In the ranging of an object, that is a measurement of the distance from the observing point to the object, stereo cameras such as CCD (Charge Coupled Devices) image sensor cameras or CMOS image sensor cameras are widely used. However in the use of such stereo cameras, various measurement errors in the system are accumulated to affect the resultant precision of the ranging measurement.
For example, an image distortion (called “distortion”, hereinafter) is one of such measurement errors. The distortion is a deformation of the image taken by a camera as classified as a pin cushion distortion or a barrel distortion. The former is a deformation into a pin cushion shape and the latter a barrel shape both against the rectangular original shape. When the lens system is composed of several lenses, the deformation is not a simple pin cushion distortion or a simple barrel distortion, but a complex of these distortions so that the straight line turns into a wavy line. Such distortion and complex distortion are generated even by a protective glass plate or a protective plastic cover attached to the front position before the lens system.
Using such distorted images, the ranging by the stereo cameras generates errors in the result of computed distance to the object.
It is possible to reduce the distortion not only by the lens composition or the aperture position in the lens system but also by direct correction of the image obtained after image acquisition using the cameras.

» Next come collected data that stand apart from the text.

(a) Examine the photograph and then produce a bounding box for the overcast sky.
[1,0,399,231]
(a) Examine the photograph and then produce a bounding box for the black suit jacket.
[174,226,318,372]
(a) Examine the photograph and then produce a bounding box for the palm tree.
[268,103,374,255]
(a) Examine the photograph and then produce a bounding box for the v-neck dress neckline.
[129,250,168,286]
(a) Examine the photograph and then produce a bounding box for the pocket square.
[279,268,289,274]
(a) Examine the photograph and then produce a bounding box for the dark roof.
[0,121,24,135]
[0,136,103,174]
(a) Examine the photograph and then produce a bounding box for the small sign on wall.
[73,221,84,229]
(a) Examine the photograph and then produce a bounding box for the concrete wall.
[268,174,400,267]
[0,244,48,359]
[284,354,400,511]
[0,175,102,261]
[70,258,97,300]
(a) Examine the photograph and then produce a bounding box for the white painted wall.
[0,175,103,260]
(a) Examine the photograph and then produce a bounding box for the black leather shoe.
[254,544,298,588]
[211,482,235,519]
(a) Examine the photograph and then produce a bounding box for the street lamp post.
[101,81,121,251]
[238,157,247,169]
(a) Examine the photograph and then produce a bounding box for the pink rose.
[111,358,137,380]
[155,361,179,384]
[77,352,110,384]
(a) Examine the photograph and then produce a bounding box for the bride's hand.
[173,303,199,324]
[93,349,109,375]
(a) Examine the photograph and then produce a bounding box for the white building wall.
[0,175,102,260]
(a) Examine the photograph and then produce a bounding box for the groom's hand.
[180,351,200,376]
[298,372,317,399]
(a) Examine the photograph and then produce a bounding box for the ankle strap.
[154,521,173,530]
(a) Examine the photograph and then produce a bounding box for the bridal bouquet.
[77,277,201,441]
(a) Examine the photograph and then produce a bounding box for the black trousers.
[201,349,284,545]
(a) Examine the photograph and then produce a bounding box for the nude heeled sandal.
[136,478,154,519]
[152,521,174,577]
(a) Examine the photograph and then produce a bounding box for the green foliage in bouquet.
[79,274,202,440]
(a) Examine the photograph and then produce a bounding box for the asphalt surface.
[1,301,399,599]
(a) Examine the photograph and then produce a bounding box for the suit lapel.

A conventional method has been applied to a simply increasing distortion lens system. If the distortion increases in accordance with the distance from the center of the lens system (which is the center of the acquired image), the distortion in the arbitral point on the image can be given in a simple increasing function against the distance r from the center of the image. A simple determination of the distortion is carried out by using a checker pattern which has black and white small squares aligned side by side. The images of the checker pattern charts are taken by a camera against the distance of the location of the checker separated from the camera. Then the distortion observed in the checker pattern through the camera system is given against the distance to the object (which is actually the position of the checker pattern chart). Plural correspondences between the distortion and the distance can generate an approximate function to relate the distortion and the distance. As the results, it is possible to remove the distortion from the image by using reverse computation carried out by such approximate function and the information of the distance to the object (see, for example, reference 1).
However, this distortion removal method can be realized by using the relation between squares on the actual checker pattern and the distorted on-image picture elements which compose the checker pattern. Actually once such relation is memorized in a memory device, it is possible to remove the distortion from the acquired image by using the relation retrieved from the memory device not by using the reverse function.